Transversity observables, such as the T-odd single-spin asymmetry measured in deep inelastic lepton scattering on polarized protons, and the distributions which are measured in deeply virtual Compton scattering provide important constraints on the fundamental quark and gluon structure of the proton. In this talk I discuss the challenge of computing these observables from first principles; i.e., quantum chromodynamics, itself. A key step is the determination of the frame-independent light-front wavefunctions (LFWFs) of hadrons -- the QCD eigensolutions which are analogs of the Schrodinger wavefunctions of atomic physics.
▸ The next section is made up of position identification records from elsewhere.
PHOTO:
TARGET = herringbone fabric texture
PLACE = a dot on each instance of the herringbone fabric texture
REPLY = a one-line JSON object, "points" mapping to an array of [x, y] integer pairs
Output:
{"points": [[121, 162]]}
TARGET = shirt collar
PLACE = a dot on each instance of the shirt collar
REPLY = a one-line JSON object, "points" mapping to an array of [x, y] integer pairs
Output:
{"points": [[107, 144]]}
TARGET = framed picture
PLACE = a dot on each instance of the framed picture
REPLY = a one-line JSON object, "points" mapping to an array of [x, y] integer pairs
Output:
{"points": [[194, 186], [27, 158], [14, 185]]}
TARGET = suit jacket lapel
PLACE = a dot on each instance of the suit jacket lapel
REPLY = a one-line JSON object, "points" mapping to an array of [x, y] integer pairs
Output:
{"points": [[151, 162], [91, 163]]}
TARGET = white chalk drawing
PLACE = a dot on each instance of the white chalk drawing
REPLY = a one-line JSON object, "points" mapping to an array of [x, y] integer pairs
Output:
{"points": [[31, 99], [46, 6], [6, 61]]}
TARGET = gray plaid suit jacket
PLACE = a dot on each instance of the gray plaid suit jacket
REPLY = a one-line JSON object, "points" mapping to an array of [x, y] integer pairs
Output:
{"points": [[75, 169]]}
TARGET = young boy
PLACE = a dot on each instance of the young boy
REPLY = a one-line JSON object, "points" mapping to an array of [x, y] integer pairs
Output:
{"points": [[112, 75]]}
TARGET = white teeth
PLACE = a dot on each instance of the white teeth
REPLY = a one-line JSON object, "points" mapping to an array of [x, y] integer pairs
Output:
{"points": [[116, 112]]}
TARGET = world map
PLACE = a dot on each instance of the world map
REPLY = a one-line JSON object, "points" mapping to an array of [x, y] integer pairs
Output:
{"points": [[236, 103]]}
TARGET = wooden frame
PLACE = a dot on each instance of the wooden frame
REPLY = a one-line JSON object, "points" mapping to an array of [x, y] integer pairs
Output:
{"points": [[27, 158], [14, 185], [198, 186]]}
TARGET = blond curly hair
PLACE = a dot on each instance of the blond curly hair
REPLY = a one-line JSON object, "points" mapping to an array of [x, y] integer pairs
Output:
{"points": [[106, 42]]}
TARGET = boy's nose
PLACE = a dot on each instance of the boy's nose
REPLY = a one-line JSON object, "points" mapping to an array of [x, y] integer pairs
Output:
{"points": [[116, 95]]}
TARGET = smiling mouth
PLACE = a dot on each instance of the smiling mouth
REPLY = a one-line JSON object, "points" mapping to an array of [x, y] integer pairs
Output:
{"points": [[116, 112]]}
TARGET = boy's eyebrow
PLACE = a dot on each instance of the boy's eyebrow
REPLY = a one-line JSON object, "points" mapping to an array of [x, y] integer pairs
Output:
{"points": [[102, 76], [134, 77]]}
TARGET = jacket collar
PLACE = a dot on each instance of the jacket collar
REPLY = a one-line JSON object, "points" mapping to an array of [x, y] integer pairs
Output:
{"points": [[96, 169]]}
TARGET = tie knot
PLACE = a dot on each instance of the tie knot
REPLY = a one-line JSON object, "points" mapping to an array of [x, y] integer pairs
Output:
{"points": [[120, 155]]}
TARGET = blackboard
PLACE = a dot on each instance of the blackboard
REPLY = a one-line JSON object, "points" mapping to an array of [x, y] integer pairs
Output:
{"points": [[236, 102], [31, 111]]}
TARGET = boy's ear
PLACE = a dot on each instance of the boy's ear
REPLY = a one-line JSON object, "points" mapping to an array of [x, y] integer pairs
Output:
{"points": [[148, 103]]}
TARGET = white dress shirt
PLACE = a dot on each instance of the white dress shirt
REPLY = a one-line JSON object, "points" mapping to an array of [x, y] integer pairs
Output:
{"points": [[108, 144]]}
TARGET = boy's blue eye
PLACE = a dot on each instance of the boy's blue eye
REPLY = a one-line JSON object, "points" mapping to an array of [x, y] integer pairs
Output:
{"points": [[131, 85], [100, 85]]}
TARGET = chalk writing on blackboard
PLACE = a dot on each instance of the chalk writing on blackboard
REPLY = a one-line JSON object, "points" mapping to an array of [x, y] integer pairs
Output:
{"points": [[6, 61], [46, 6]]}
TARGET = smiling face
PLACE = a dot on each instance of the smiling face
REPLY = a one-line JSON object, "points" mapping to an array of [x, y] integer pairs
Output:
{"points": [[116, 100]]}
The lensing effects of initial-state and final-state interactions, acting on LFWFs with different orbital angular momentum, lead to the T-odd transversity observables such as the Sivers, Collins, and Boer-Mulders distributions. The lensing effect also leads to leading-twist phenomena which break leading-twist factorization, such as the breakdown of the Lam-Tung relation in Drell-Yan reactions. A similar rescattering mechanism also leads to diffractive deep inelastic scattering, as well as nuclear shadowing and non-universal antishadowing. It is thus important to distinguish "static" structure functions, the probability distributions computed from the target hadron's light-front wavefunctions, versus "dynamical" structure functions which include the effects of initial- and final-state rescattering. I also discuss related effects, such as the J=0 fixed pole contribution which appears in the real part of the virtual Compton amplitude. AdS/QCD, together with "Light-Front Holography", provides a simple Lorentz-invariant color-confining approximation to QCD which is successful in accounting for light-quark meson and baryon spectroscopy as well as hadronic LFWFs.